Verification Hub: Weeknotes 04/06/19

Verification Hub has been suffering slightly in recent weeks from competing priorities and leave commitments across our part-time project team. We’re approaching a point where we can start live testing the VH in front of Citizen Index in the parking verification process so we’re redoubling efforts to get to that point by the end of June.

Our focus this week has been on establishing the key steps to get to live testing over our next 2 sprints. Farthest Gate are working at the moment to connect with our new API and Tom is working with InfoShare to get ClearCore 5 deployed in our live environment. Steve continues to work on the feed of Housing Benefit data and will be prioritising the daily feeds of both HB and Council Tax data over the next sprint. After that, we’re reliant on Matt to make sure that our new API is connected to ClearCore version 5 and deploy it into the production AWS environment. Then it’s all about watching how VH performs in the live environment so we can’t start tweaking and testing our data inputs and thresholds…

Verification Hub: Weeknotes 15/05/19

We’ve been working this week on the spec for the development required from Farthest Gate to bring the Verification Hub in to the parking permit verification process in Liberator. In the first instance, it’ll be (after testing in the test environment) put in front of the existing verification steps including the current Citizen Index. This means we can watch how the VH performs and tweak our matching rules without creating any unnecessary extra effort for either residents or parking staff. We’re still not sure when Farthest Gate will be able to prioritise the work so we may have to consider pausing the project until we get the work scheduled in.

Matthew Keyworth and Tom Clark have managed to successfully connect and authenticate the API to the new ClearCore 5 web service but are still working through the search, possibly because some field names have changed between version 4 and 5.

Steve Farr continues to work to automate and clean up Housing Benefits and housing tenant data to bring it into the VH hub. Our testing has shown we’re already hitting around 57% verification based on Council Tax alone and we’re confident that the inclusion of these data sets will push that up considerably.

Building and scaling our data science skills

We’re really excited that next month, one of our Data & Insight Analysts, Anna Gibson, will be joining the next cohort on GDS’ Data Accelerator Programme. We’ve heard great things about the programme from previous participants – from Bharath’s blog and from Tom Foster at Warwickshire County Council who shared his experience which was a great help in reminding us to focus down our topic of interest for our application.

From early April, Anna will be spending one day a week at GDS’ offices in Whitechapel working with an experienced data scientist who will mentor her as she works on a project to provide a unified view of the property market in Hackney. The Council has many repositories of data about housing, and a further wealth of data about rented accommodation in the borough is available online. However, we don’t have access to a single, comprehensive view of private renting in the borough.

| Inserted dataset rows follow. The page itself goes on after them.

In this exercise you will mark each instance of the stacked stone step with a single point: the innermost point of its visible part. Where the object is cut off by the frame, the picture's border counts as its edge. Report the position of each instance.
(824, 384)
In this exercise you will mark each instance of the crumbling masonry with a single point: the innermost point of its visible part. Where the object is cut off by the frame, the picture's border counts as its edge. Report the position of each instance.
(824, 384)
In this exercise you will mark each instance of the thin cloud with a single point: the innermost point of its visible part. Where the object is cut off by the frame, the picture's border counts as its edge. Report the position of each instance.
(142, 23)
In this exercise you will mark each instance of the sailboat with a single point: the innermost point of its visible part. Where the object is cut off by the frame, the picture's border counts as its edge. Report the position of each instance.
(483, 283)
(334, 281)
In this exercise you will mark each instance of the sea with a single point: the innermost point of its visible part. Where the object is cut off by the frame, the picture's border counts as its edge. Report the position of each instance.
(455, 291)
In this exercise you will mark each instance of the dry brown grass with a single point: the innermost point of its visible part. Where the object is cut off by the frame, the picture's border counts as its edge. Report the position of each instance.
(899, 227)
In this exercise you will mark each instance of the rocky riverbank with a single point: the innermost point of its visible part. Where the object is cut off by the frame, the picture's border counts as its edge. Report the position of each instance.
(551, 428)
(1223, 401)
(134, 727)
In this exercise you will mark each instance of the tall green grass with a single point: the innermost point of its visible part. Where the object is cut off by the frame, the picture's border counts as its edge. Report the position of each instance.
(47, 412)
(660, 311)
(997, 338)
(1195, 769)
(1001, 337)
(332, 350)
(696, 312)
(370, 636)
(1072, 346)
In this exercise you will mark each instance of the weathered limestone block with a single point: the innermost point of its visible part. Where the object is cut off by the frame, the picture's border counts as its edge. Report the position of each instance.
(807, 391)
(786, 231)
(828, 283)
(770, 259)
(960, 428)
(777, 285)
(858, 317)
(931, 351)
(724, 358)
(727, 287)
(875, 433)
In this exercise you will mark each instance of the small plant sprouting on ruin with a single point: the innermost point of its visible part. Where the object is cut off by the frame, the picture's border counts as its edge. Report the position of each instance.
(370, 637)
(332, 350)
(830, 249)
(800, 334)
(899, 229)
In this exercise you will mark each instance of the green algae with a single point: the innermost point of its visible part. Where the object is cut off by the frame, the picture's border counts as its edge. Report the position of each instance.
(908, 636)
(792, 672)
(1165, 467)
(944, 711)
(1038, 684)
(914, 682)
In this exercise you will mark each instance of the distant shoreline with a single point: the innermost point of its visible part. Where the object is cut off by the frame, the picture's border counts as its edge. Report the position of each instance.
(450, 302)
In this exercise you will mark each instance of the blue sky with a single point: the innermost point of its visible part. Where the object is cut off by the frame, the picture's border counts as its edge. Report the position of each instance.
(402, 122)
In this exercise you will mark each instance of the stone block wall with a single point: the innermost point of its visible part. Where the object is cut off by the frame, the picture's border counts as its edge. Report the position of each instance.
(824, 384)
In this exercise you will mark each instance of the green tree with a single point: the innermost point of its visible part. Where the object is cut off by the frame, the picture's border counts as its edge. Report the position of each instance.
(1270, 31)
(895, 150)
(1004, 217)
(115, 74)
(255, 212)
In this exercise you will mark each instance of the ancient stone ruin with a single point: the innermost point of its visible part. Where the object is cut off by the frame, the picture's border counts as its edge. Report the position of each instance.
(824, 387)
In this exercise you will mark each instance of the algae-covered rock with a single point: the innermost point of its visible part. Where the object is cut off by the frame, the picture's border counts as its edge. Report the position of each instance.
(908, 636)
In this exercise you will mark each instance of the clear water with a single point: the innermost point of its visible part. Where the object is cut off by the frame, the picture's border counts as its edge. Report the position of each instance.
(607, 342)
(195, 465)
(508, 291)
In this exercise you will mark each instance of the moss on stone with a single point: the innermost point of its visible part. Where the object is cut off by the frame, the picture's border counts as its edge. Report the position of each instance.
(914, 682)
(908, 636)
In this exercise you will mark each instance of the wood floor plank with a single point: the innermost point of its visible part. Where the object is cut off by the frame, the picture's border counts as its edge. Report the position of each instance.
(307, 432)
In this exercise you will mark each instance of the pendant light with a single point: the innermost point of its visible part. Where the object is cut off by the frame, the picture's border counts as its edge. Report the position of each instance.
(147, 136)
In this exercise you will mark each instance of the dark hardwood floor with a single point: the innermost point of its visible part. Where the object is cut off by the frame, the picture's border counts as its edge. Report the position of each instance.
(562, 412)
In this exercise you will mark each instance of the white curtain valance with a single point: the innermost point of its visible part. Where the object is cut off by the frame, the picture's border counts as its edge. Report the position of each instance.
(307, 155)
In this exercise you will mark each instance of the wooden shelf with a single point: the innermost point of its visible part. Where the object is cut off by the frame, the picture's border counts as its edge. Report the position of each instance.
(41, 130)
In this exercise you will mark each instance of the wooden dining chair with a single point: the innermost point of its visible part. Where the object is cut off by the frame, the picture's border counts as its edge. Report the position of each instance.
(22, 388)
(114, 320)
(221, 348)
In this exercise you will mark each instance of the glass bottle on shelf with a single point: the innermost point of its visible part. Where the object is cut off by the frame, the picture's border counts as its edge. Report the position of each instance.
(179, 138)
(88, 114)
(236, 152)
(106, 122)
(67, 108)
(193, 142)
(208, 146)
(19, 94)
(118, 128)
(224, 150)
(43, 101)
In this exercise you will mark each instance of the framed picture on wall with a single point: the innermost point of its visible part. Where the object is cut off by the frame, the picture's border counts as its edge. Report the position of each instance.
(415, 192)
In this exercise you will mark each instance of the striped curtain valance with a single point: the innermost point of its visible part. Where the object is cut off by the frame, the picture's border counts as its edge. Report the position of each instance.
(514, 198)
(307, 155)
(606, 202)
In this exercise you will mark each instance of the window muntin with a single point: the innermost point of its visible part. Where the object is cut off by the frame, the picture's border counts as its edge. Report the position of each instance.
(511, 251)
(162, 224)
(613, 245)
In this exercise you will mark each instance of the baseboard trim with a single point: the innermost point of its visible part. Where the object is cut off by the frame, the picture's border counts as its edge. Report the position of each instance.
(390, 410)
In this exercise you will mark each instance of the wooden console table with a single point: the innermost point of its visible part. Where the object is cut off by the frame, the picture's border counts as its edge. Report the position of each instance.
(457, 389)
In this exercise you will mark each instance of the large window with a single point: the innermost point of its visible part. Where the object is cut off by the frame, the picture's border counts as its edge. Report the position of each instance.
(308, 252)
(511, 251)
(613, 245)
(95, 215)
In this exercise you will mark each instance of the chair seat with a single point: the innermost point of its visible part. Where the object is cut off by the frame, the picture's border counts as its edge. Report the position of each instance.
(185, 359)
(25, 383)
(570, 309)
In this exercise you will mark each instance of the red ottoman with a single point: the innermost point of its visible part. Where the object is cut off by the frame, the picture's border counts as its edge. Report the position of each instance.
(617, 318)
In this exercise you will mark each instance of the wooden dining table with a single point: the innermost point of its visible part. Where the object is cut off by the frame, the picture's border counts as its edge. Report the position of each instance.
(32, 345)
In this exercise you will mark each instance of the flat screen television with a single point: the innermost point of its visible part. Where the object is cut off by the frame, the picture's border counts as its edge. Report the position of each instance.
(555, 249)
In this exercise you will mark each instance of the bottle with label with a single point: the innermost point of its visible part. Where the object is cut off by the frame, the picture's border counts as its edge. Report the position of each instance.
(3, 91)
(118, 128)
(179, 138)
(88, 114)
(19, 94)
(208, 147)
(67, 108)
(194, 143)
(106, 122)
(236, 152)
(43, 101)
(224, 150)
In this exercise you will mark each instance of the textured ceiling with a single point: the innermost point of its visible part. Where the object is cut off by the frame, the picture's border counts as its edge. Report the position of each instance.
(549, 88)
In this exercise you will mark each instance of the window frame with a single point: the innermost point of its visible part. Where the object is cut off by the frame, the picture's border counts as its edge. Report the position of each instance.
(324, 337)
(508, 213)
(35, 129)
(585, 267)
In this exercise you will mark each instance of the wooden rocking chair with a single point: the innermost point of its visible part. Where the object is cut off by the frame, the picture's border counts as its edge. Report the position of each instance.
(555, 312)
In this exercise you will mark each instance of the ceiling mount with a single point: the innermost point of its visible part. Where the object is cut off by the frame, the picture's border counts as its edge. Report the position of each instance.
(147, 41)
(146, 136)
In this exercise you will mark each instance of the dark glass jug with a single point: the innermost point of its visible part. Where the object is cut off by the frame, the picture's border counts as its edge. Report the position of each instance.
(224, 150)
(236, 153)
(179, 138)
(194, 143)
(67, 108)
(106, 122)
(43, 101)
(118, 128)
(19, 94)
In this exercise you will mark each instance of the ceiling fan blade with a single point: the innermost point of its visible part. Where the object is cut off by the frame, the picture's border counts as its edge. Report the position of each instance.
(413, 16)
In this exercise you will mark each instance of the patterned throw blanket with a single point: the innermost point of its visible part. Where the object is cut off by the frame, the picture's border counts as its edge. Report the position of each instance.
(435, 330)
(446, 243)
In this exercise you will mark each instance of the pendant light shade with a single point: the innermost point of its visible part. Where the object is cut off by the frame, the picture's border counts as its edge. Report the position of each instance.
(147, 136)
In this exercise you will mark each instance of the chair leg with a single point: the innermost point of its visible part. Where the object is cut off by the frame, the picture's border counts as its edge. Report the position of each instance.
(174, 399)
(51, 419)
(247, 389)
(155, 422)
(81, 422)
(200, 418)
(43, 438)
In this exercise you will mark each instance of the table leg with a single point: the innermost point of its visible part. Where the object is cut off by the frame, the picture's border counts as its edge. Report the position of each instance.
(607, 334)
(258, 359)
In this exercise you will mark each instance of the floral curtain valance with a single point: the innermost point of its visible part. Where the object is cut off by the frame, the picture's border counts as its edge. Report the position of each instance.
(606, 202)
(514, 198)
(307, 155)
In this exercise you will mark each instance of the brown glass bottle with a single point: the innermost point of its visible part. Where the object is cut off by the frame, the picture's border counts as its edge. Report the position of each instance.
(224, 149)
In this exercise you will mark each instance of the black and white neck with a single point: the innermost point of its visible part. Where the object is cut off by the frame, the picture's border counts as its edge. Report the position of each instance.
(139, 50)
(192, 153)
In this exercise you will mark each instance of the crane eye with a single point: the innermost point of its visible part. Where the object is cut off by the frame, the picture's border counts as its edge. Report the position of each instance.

Anna’s work, both at GDS and back in Hackney day to day, will be focussed on working to create a profile of the rental market in the borough, combining some of our internal Council resources with external data sources – we want to try to use web scraping, image processing and text processing to try and learn more from private rental advertising sites (such as SpareRoom) and from Google Street View, for example.

As well as building Anna’s data science skills directly (and scaling this to the wider team as she shares this work with her Data Analytics team colleagues), we think this work will be a great resource to help us identify Council properties which are being illegally sub-let or to detect properties which should be subject to a House of Multiple Occupation licence and also help us better understand social inclusion in Hackney as we get a better view of transience of residents in certain areas.

The programme runs for 3 months until July 2019 and Anna will be sharing her experience for others to benefit from, as the work develops.

Embedding an ethical approach to underpin our data science projects

We’re lucky in Hackney – in 2018, our Data & Insight function has grown in both number and scope, and we’re one of only a few local authorities to employ a permanent data science resource. Our data scientist works closely with the rest of the team, whose overall focus is on joining and analysing the huge range of data we hold, to help services better meet the needs of our residents. The talent and skills of the team, combined with the vision of our ICT leadership, which challenges us to look at the same problems in radically different ways, offers no small opportunity.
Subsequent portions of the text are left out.